On examination he had right sided Horner’s syndrome,
and impaired adduction of the right eye.
Oculomotor nerve compromise was suspected,
the remaining cranial nerves were intact.
Cross-sectional CT imaging was performed to look for an intracranial aetiology (Fig. 31).
Fig. 31: Contrast enhanced axial CT of the brain reveals a heterogenously enhancing mass within the right cavernous sinus.
Contrast enhanced axial CT of the brain (Fig. 31) reveals a heterogenously enhancing mass within the right cavernous sinus.
An MRI of the brain was performed (Fig. 32).
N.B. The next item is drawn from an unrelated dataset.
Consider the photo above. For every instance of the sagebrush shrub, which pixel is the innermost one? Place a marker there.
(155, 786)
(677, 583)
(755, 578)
Fig. 32: Coronal post contrast T1W MR at the level of the cavernous sinus clearly demonstrates heterogenously enhancing soft tissue within the right cavernous sinus. The cavernous portion of the internal carotid artery is encased although not occluded by tumour. This is a deposit from the metastatic neuroendocrine tumour.
Patients with Horner's syndrome associated with impairment of cranial nerves III,
IV,
V and VI suggest the cavernous sinus or superior orbital fissure as the site of pathology.
This patient experienced Horner's syndrome associated with impairment of the oculomotor cranial nerve.
The soft tissue disrupting the oculosympathetic pathway within the cavernous sinus was a metastatic deposit from the neuroendocrine tumour.